5. The “hijack a tragedy” group.

It’s not so long since the Arab Spring caused civil unrest in Egypt. It also led American designer Kenneth Cole to Tweet ““Millions are in uproar in #Cairo, Rumor is they heard our new spring collection is now available online”. He apologised within an hour but many, quite understandably, found this to be in bad taste. The only real lesson is: if you have to ask “should I be saying this”, the answer is probably “no”. Stuff that is funny and irreverent in your mind may not appear so hilarious in front of a multicultural, multinational audience!

4. The “Leave it to the office junior” tendency.

British furniture company Habitat is no longer a major player, having been sold into receivership and reduced to a couple of stores. When it was larger, however, it was the early-mid 2000s and human rights abuses were being alleged in Iran. Twitter emerged and started using hashtags – so someone in Habitat started putting them into marketing notices about selling sofas like this: “Half price furniture now #Iran”. Not great. The lesson here is clearly, don’t leave
everything to someone really junior, and whoever you leave it to, don’t leave them unsupported. Train them.

3. The “snap back at the customer” manoeuvre

As long ago as 2010 Nestle managed to alienate fans on Facebook by falling out publicly with Greenpeace.

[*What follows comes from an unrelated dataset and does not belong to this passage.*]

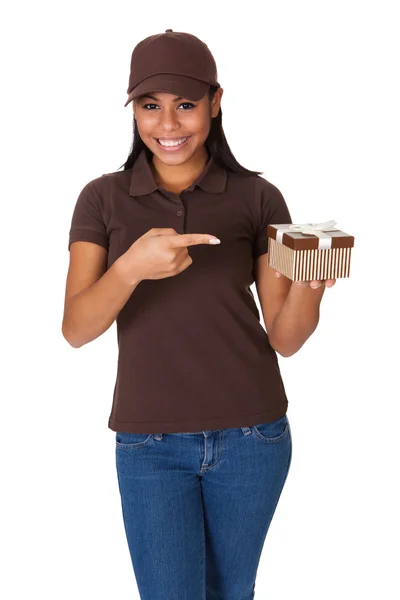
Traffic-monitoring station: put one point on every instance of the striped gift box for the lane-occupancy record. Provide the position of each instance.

The reaction when it demanded a parody video be taken down from YouTube and when it tried to enforce its various rights was embarrassing; Greenpeace promptly arrived on the company’s Facebook page and numbered a whole load of grievances, as did a large number of members of the public. A PR problem turned into a disaster overnight.

2. The “Right hand, meet left hand” dilemma.

Late last year Australian airline Qantas offered a prize to people for Tweeting their “dream luxury in-flight experience”. This sounds harmless but the day before the Tweet talks between Qantas and the airline unions broke down so it was Tweeting about luxury flight to people whose planes had been grounded. The lesson is to ensure that all of your business knows what’s going on elsewhere, or suffer the consequences!

1. The “tell everyone you’re doing it and then don’t” brigade.

So an airline in Ireland decided it was going to go onto Twitter. Which was fine until it announced it was going to do it before reserving its own Twitter name. So someone in its marketing department – presumably another office junior – decided it would be funny to set up the Twitter account, use the company’s logo so it looked genuine and then hurl insults at anyone who Tweeted. Whether this was funny or not depended on your culture and of course your sense of humour (I found it hilarious) but a corporate success it was not. The account was removed in less than an hour, but not before the Times newspaper in the UK spotted it and put a mention on its website.